L’esprit humain dispose d’outils étonnants, tels que la raison et la logique. Mais il peut aussi être infesté d’inquiétudes infondées et de scénarios catastrophiques qui s’obstinent à obscurcir le cerveau.
Nous pouvons justifier ce dialogue intérieur négatif en nous disant que nous nous préparons prudemment à l’avenir ou que nous réfléchissons au passé. Pourtant, la grande majorité de ces pensées ne semble jamais trouver les réponses ou la résolution que nous recherchons.
Une fois que nous en avons assez de ce bavardage négatif, il se peut que nous ayons encore du mal à l’arrêter, ses sillons habituels étant profondément ancrés dans les plis de notre esprit. C’est comme si notre esprit avait désormais son propre esprit puisqu’il ne cesse de ressasser nos insécurités, nos inquiétudes et nos plaintes – sans relâche – que nous voulions les entendre ou non.
Les chercheurs définissent ce genre de bavardage avec soi-même comme des « pensées négatives répétitives » (PNR), car il tend à s’attarder sur des sentiments et des événements négatifs. Les PNR se caractérisent par une combinaison de rumination (habitude d’examiner la cause et la signification d’une préoccupation particulière) et d’inquiétude (idée lancinante d’un résultat négatif).
Le stress, les mauvaises nouvelles ou les souvenirs traumatisants peuvent pousser n’importe qui à s’inquiéter et à ruminer, bien que certaines personnes souffrent de cet état d’esprit plus que d’autres. Les PNR ne sont pas un trouble mental en soi, mais on a constaté qu’elles jouaient souvent un rôle dans des problèmes de santé mentale graves, tels que la dépression, l’anxiété, les troubles obsessionnels compulsifs et le syndrome de stress post-traumatique.

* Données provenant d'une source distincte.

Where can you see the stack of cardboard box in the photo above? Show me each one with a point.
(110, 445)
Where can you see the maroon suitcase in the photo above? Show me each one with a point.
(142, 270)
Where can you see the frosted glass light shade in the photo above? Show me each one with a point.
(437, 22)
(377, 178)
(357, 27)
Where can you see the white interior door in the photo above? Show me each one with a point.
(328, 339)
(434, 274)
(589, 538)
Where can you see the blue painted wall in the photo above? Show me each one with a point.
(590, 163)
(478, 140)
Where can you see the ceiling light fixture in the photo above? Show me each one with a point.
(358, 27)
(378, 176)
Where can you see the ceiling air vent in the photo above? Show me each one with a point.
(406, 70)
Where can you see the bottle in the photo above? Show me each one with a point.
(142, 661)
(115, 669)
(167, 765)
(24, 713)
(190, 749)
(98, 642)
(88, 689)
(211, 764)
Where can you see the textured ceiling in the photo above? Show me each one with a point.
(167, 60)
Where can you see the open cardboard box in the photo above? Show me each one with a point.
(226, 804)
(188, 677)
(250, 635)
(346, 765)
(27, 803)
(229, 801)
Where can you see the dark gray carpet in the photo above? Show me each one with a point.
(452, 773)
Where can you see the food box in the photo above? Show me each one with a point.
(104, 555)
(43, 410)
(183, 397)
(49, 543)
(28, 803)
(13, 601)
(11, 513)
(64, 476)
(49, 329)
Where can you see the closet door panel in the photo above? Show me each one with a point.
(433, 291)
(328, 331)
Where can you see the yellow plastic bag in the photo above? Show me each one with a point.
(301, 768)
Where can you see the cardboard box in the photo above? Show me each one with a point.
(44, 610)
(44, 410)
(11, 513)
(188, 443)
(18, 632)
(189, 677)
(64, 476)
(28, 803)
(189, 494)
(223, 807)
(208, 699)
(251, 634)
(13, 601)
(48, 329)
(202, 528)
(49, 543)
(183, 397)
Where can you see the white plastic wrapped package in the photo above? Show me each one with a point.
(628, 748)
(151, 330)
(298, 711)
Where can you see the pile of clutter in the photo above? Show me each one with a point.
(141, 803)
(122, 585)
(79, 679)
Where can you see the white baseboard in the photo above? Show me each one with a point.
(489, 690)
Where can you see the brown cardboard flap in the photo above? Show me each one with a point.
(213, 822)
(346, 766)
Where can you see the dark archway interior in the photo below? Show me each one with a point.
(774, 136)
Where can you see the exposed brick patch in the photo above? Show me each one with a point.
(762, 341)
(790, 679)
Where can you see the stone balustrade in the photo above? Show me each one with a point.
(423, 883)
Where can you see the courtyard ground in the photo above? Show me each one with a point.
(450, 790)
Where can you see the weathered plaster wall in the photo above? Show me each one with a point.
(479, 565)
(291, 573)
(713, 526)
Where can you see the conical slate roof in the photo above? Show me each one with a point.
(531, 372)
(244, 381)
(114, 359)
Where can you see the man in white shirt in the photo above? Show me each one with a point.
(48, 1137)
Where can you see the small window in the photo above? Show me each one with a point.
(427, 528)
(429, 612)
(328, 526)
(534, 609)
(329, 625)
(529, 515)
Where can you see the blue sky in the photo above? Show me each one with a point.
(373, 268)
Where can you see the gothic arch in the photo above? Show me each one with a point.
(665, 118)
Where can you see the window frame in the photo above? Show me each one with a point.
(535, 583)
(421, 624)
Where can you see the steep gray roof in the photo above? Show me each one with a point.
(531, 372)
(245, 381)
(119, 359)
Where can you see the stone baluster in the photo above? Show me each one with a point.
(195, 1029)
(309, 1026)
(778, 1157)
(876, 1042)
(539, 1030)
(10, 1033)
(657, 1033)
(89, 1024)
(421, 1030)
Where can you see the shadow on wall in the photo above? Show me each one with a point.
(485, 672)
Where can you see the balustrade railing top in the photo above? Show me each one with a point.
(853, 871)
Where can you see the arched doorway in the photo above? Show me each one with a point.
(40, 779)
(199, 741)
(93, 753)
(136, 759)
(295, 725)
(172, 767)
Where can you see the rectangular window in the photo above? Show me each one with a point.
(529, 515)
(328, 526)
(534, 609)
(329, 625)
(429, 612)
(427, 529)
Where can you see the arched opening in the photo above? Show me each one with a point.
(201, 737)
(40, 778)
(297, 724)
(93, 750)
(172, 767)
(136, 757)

Qu’est-ce qui motive cet esprit noir en boucle ? Apporte-t-il un quelconque bénéfice ? De plus, avons-nous le pouvoir de l’arrêter ? Nancy Colier, psychothérapeute et pasteure interconfessionnelle, a quelques idées à proposer à ces questions.
Nancy Colier, auteur du livre « Can’t Stop Thinking: How to Let Go of Anxiety and Free Yourself from Obsessive Rumination », explique que cet état d’esprit peut prendre plusieurs formes. Nous pouvons l’utiliser pour nous effrayer, nous critiquer ou nous dire tout ce qui ne va pas avec chaque personne qui est entrée dans notre vie (même dans des scénarios imaginaires). En général, c’est la pensée qui est à l’origine de la souffrance.
« C’est un peu comme si l’on se promenait avec quelqu’un qui nous dit des choses horribles », a dit Mme Colier. « En vérité, il pense qu’il nous aide d’une manière un peu bizarre. »
L’addiction à la pensée
L’aptitude humaine à la pensée complexe est l’un de nos traits les plus remarquables, et pourtant cette pratique ne produit pas toujours des résultats positifs ou productifs. Notre cerveau peut ruminer certaines idées pendant des jours, des semaines, voire des années, sans autre résultat qu’une insomnie.
Alors pourquoi notre cerveau, qui a un tel potentiel d’excellence, s’obstine-t-il à nous torturer avec des soucis, des arguments et des préoccupations pénibles ?
Selon Mme Colier, il s’agit d’une sorte d’addiction. Son observation provient de son travail de thérapeute pendant près de 30 ans. Elle a parlé à des centaines de personnes, dont certaines décrivent en fait qu’elles sont désespérément dépendantes de leurs pensées négatives, un peu comme un buveur devient accro à l’alcool.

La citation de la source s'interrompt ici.